This is the best Labour Party political broadcast I’ve seen in a while.
And:Working class history, multi-cultural, nhs, cnd, gay kissing. Well done comrade Boyle! Bet Dave is wriggling!
The Labour MP Paul Flynn blogged his agreement with Sargent:Mayor Boris could not take it. He wept. What else was left to do? Boris is strangled by his pre-event hyperbole. He was at it again today spewing wild meaningless superlatives hoping to obliterate the eloquent messages of Danny Boyle on NHS, CND, war futility.
Flynn went on to describe how:Wonderfully progressive socialist sentiments and ideas were smuggled into the opening romp. The Tory Olympic twosome were tricked into praising the Trojan Horse. Cameron and Boris could not condemn the wonders that they had praised to the skies 12 hours earlier.
This was not British history as Michael Gove sees it. There was an acknowledgement of the suffering of war, respect for fallen warriors without triumphalism. The centrepiece NHS sign was a worthy celebration of the greatest single political reform of the last century. The CND symbol was formed by the dancers. This is history from the perspective of Classic Labour.
Indeed. Yet what are those British conservatives who have been furiously dismissing exactly this claim for the last two days going to say about it now? To be clear: there were wonderful parts of the ceremony. There cannot have been anybody who did not thrill to the Queen’s scene with James Bond. But the claim that the ceremony did not become highly political is nonsense.

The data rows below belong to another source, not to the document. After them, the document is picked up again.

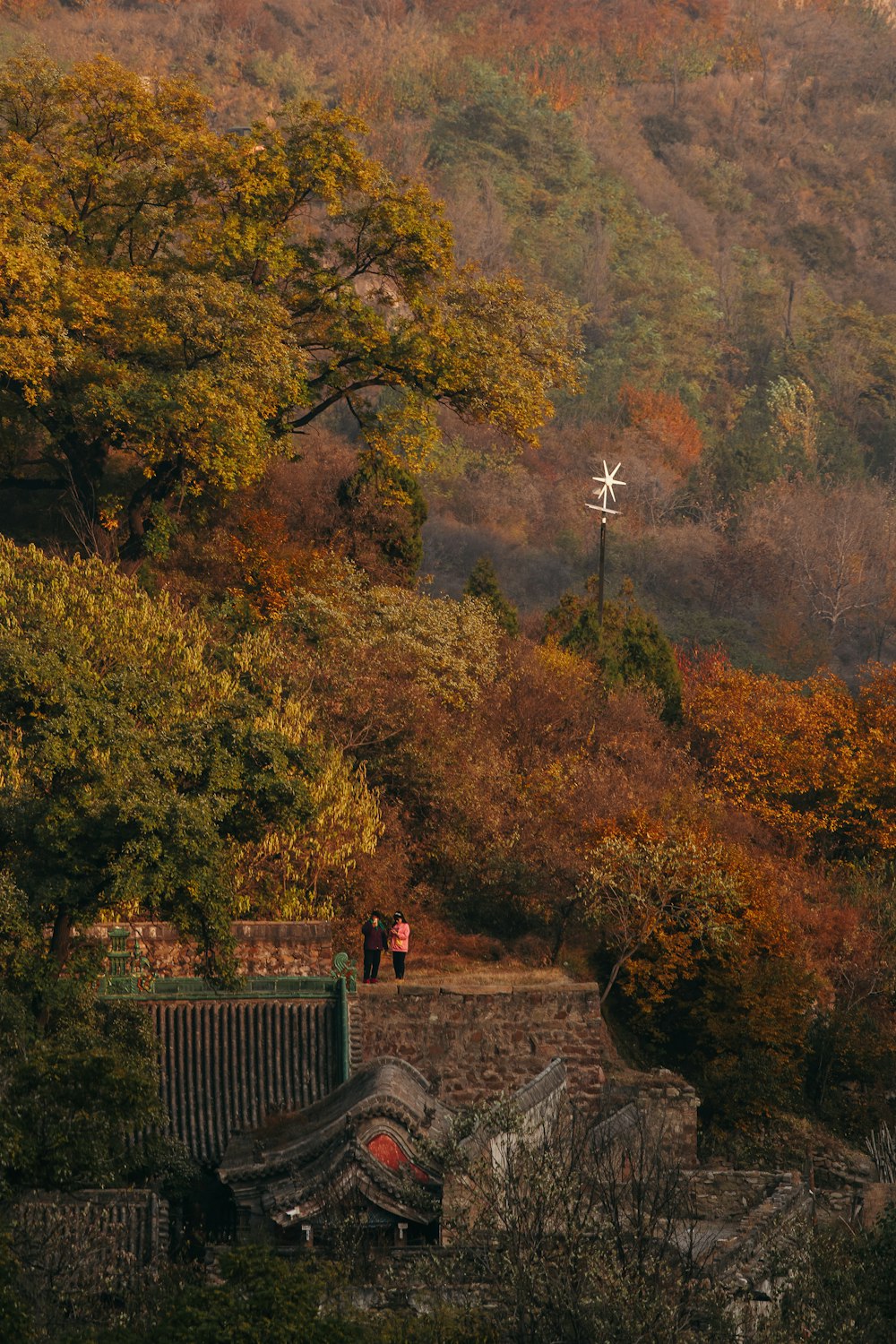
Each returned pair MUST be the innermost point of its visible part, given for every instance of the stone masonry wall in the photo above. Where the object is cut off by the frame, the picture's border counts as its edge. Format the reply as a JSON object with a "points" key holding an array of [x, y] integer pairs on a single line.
{"points": [[726, 1193], [263, 948], [476, 1045]]}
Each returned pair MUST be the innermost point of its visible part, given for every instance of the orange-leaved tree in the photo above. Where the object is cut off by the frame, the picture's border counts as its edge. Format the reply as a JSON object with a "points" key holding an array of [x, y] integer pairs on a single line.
{"points": [[785, 750]]}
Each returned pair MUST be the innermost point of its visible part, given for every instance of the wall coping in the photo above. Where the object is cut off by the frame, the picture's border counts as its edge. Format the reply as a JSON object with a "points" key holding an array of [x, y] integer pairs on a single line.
{"points": [[190, 988], [245, 930], [581, 989]]}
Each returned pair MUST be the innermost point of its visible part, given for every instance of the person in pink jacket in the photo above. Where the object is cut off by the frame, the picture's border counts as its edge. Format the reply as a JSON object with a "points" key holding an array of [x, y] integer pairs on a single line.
{"points": [[398, 940]]}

If in doubt, consider the following thought-experiment. Among the people honoured with the task of carrying the Olympic flag was the left-wing campaigner Shami Chakrabarti. The stadium voiceover announced that this was because of her ‘integrity.’ The conservative philosopher Roger Scruton is some years Chakrabarti’s senior and I would say rather demonstrably her superior in achievement and ‘integrity’. Yet I do not believe Professor Scruton was asked to be one of the Olympic flag-bearers. Nor was Ayaan Hirsi Ali invited to be honoured for her integrity. Or Margaret Thatcher. Why not? To ask the question is to answer it: all are recognised, like Chakrabarti, to be highly political figures. As it happens I do not think any political figure – from any political direction – should have been involved in the ceremony. But the inclusion of Chakrabarti shows, as surely as the inclusion of Scruton, Hirsi Ali or Thatcher alone would have done, that the organisers were celebrating a particular political direction. This would have been obvious even without the CND logo and so on. As it is, though most people will remember the evening for some good jokes and a couple of stand-out performances, many people like Messrs Sargent and Flynn will continue to see it as a demonstration of the wholesale triumph of their particular political world-view. How sad that many British conservatives are now helping to prove them right.